MIRGOROD AIR BASE, UKRAINE -- Pilots experience intense forces during every flight. It is up to the Life Support team and medical staff assigned to it to ensure that physiological effects don’t negatively affect the mission.
The first part of the two life support team members and four medical staff personnel’s duties is taking care of the unit through preventative health training.
“These Airmen are in a foreign environment, and they need to be aware that there are unique pathogens that their bodies may not be accustomed to,” said Staff Sgt. Briza Guzman, public health technician and member of the California Air National Guard. “We inspect the food and take precautions to ensure everyone is healthy to continue the mission.”
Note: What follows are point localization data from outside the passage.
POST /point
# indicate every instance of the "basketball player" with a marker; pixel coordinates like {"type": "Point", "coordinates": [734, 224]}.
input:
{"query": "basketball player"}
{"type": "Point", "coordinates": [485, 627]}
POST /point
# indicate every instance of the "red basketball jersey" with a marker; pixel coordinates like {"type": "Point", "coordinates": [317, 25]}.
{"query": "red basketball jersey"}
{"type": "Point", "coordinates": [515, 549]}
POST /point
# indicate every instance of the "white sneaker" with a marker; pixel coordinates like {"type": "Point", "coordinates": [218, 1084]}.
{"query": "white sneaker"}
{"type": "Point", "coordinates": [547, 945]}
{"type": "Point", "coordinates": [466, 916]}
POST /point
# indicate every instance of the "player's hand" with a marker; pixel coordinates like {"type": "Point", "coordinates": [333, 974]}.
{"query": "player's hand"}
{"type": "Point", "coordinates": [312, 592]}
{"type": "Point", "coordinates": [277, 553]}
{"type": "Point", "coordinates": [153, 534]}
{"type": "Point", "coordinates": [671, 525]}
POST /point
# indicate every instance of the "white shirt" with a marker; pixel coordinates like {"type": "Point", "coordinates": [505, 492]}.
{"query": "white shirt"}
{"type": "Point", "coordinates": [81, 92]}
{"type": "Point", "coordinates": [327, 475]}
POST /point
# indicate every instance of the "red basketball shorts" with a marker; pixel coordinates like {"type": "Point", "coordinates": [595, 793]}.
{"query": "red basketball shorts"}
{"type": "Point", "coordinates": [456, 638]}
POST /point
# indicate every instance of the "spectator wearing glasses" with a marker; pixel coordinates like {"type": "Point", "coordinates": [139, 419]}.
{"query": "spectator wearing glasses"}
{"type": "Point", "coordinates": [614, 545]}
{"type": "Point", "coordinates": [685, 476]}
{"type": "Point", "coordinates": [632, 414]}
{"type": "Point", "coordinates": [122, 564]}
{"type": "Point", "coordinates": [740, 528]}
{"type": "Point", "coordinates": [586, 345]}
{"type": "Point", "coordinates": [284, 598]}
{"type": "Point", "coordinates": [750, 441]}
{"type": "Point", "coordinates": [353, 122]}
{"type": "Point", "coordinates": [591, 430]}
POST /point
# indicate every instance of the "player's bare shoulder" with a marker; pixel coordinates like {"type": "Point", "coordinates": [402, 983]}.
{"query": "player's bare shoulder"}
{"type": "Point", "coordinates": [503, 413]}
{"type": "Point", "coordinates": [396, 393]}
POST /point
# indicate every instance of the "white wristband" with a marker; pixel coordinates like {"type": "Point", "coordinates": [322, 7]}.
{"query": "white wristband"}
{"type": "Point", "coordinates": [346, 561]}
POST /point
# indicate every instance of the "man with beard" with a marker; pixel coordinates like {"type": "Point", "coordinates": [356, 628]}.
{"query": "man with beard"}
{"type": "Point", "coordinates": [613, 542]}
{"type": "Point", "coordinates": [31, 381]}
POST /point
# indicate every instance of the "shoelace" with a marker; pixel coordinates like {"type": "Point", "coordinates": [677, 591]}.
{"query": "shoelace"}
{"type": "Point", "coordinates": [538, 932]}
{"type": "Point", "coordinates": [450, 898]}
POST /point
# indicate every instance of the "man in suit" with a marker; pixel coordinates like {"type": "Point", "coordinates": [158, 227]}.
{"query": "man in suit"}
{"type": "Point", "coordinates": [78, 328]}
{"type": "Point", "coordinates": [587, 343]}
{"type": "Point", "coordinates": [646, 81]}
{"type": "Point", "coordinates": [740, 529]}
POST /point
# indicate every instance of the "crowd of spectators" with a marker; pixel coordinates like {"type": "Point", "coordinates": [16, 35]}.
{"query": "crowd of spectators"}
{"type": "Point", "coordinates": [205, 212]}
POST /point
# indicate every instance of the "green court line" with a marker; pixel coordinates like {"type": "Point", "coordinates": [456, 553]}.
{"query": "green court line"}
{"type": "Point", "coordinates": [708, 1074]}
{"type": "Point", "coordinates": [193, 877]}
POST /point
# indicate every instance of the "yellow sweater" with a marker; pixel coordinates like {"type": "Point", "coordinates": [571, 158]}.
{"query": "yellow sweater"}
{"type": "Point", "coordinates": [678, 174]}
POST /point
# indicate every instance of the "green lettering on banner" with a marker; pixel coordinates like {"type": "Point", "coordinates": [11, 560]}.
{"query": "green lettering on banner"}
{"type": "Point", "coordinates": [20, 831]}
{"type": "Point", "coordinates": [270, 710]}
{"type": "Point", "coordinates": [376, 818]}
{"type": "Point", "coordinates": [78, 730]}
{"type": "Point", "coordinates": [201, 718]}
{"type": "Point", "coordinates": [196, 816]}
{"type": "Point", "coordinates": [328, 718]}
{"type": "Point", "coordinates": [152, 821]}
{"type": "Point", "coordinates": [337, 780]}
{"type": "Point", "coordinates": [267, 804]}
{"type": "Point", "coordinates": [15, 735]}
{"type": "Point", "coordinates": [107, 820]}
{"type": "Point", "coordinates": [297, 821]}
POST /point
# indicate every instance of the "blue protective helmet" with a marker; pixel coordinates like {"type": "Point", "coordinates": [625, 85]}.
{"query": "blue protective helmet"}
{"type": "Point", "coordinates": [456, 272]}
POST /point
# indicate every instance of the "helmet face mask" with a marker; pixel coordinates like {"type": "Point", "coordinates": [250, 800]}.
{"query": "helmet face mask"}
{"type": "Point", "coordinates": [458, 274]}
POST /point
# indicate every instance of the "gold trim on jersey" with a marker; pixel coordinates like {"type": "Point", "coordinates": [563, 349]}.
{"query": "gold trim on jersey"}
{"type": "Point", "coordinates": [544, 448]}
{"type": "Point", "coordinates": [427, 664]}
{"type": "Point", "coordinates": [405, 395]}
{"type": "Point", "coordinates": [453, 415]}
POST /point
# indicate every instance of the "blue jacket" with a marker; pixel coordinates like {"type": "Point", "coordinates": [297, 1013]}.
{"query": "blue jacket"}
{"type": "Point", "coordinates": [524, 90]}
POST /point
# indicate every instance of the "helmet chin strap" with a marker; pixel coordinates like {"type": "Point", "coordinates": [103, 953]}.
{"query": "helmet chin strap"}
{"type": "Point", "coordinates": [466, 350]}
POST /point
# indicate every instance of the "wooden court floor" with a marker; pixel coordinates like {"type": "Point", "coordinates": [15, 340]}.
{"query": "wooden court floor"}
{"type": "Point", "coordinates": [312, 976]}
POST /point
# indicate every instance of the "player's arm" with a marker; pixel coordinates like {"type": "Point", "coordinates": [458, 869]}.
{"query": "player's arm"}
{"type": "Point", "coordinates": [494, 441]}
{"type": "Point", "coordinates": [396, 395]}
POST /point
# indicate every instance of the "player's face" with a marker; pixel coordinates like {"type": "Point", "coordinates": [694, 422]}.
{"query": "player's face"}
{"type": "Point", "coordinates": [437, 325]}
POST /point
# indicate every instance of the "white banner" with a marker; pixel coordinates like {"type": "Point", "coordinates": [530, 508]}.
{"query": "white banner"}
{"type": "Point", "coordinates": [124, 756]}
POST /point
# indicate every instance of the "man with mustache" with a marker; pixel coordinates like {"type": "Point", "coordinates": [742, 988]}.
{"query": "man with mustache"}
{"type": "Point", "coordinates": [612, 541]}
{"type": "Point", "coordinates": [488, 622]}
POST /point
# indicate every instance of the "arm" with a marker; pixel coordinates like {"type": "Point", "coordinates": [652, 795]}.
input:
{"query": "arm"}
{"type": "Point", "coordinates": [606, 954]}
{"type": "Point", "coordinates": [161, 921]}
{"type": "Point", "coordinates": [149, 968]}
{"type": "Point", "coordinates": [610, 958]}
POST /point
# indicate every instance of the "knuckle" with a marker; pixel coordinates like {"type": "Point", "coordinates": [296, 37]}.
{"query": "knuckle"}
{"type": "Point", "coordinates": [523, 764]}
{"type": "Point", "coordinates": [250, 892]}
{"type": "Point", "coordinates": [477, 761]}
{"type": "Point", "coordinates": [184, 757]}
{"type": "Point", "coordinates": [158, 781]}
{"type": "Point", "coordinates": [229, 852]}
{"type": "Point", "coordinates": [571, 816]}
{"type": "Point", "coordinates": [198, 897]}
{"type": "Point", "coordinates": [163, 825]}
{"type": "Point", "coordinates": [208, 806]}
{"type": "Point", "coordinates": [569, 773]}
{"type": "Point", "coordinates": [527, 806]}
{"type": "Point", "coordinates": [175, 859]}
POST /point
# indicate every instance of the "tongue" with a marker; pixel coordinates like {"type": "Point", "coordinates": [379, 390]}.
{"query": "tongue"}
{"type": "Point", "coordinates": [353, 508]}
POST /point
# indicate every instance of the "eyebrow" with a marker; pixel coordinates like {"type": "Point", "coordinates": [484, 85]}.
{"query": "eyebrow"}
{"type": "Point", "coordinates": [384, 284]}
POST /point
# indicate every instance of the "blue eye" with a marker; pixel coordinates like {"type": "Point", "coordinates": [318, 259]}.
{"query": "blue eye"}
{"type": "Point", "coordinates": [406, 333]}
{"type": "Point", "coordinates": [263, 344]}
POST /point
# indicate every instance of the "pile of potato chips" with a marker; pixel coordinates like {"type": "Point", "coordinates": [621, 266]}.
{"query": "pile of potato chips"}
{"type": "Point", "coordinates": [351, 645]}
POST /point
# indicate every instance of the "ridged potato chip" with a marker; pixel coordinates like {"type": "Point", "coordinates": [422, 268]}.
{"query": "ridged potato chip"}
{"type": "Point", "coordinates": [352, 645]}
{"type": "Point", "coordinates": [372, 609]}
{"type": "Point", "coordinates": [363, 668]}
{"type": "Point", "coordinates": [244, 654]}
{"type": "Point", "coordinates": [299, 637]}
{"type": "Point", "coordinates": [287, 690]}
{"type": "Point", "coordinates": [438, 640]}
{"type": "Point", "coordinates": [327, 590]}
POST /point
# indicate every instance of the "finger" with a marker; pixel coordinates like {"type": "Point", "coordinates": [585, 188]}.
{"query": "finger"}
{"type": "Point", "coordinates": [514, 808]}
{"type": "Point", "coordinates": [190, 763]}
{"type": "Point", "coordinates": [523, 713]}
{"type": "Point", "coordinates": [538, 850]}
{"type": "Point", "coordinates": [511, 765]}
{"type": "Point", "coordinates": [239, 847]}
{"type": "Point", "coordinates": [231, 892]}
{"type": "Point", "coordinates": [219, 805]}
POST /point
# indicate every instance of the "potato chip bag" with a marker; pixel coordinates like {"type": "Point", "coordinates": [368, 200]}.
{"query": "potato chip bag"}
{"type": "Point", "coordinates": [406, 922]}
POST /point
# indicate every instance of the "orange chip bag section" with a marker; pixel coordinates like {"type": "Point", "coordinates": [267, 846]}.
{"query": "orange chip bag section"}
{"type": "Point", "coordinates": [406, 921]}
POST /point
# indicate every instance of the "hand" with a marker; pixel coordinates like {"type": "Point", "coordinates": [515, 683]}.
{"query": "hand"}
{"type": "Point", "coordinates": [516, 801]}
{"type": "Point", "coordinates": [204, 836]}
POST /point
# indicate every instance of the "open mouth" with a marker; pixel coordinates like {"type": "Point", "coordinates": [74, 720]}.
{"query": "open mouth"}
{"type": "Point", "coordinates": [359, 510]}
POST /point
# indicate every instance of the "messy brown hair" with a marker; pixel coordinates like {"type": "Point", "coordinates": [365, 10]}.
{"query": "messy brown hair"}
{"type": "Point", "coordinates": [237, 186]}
The bio-environmental technicians ensure members don’t suffer from heat exhaustion. In the rare case medical assistance is needed, the unit works with the flight doctor to treat members.
“Heat and the environment provide the greatest opportunity for our members to need medical care,” said Lt. Col. Shahzad Jahromi, a flight surgeon with California Air National Guard. “I work with my team to include Staff Sgt. Glen Marte and Tech. Sgt. Eliza Villa, who ensure our team is healthy and ready to provide great training to the Ukrainian Air Force members.”
Another aspect of flight medicine is to prepare the pilots for flight. The flight doctor runs the pilots through a flight physical to make sure they are prepared to fly. The same is true for the Ukraine pilots who participate in the pilot-exchange program.
“We run the Ukraine pilots through the same physical we use with our pilots,” said Jahromi. “We ensure they can handle the physiological strain, and then we send them over to life support to be sized for their equipment.”
“Once the pilots are cleared to fly, we work with them to make sure all their equipment is fitted specifically for them,” said Tech. Sgt. Kamee Wilson, a life support technician from the Alabama Air National Guard. “The Ukraine pilots wear all of the U.S. gear--from flight suits to gloves to the g-suit and harnesses. We need to ensure they are ready to fly in our jets.”
The life support team has worked with the Ukraine pilots who use similar gear for their pilots, and for the U.S. pilots who fly in their aircraft. “The primary difference in our equipment is the way it is tailored,” Wilson added. “We have a lot a of minor adjustments that need to be made to ensure a perfect fit, the Ukrainian gear seems a little more one-size fits all”.
When the pilot goes up to fly, all the equipment needs to be sized and worn correctly to prevent future visits to flight medicine, all these precautions are necessary to ensure the SAFE SKIES 2011 mission is completed.
SAFE SKIES is a joint U.S., Ukraine and Polish event where American Air National Guard pilots fly engagements with Ukrainian Su-27s, MiG-29s, and Polish F-16s. Its goal is to develop the Ukraine and Polish Air Sovereignty operations in preparation for the EUROCup. This event is predicated on the California National Guard’s strong State Partnership Program with Ukraine. These teams face unique challenges while working with the Ukrainian Air Force, but these experiences provide great learning opportunities.